By Tim Goodger of Elborne Mitchell
First published: Elborne Mitchell website [22nd January 2010]


 “Apart from being an apparent reaction to the issues that have arisen in respect of client money rules in the banking sector, the FSA’s recent pronouncements seek to address issues that have been prominent in the insurance market for some considerable time.  In my view, the client money regime has been shown to be fraught with problems, particularly due to the existence of established law relating to trusts and insolvency in circumstances where the FSA has superimposed a statutory regime for the holding of client money and distribution of that money on an insolvency event. There has been an obvious tension between these three strands which has now been highlighted in a catastrophic way by the recent decisions in Global Trader Europe Limited and Lehman Brothers International (Europe).
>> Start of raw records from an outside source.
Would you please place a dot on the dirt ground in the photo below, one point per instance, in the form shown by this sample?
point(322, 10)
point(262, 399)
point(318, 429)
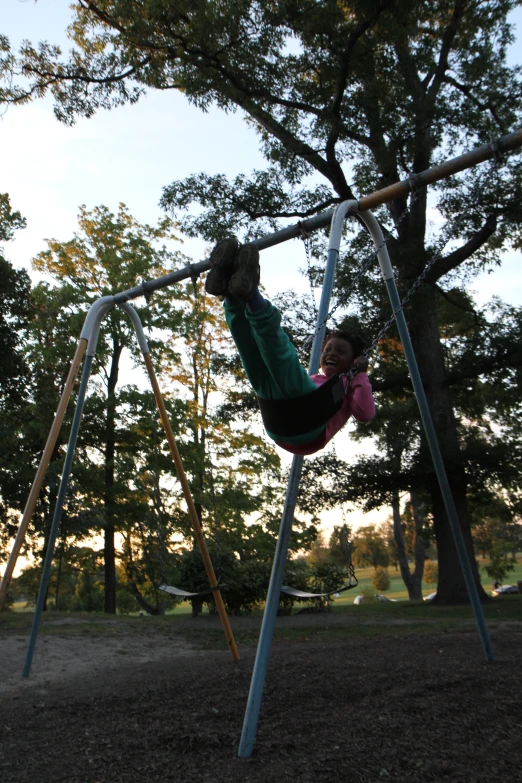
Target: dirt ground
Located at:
point(148, 706)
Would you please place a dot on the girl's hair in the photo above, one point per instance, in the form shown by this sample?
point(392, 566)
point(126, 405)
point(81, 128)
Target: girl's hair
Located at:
point(355, 341)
Counterparty failure should be at the foremost in the thoughts of any parties dealing in the current market.  For regulators not to have addressed the various issues more proactively in the past and for counterparties to have assumed that intermediaries were compliant with client money rules (or to place reliance upon auditors of intermediaries to ensure it) underlines that it was not clear who should take responsibility for checking intermediaries’ compliance. Proper record-keeping along with regular adjustments and reconciliations of balances is key but where large entities are dealing in very large sums on a daily basis it will not necessarily address the problem of the time-lag between the receipt and processing of payments into the relevant trust accounts. The publication of this report highlights the FSA’s failure to give adequate direction in respect of its rules in the past and the apparent delay in making a bolder statement until now. The question will be whether the FSA has the resource to be tough on intermediaries, but in reality the rules need serious reconsideration.”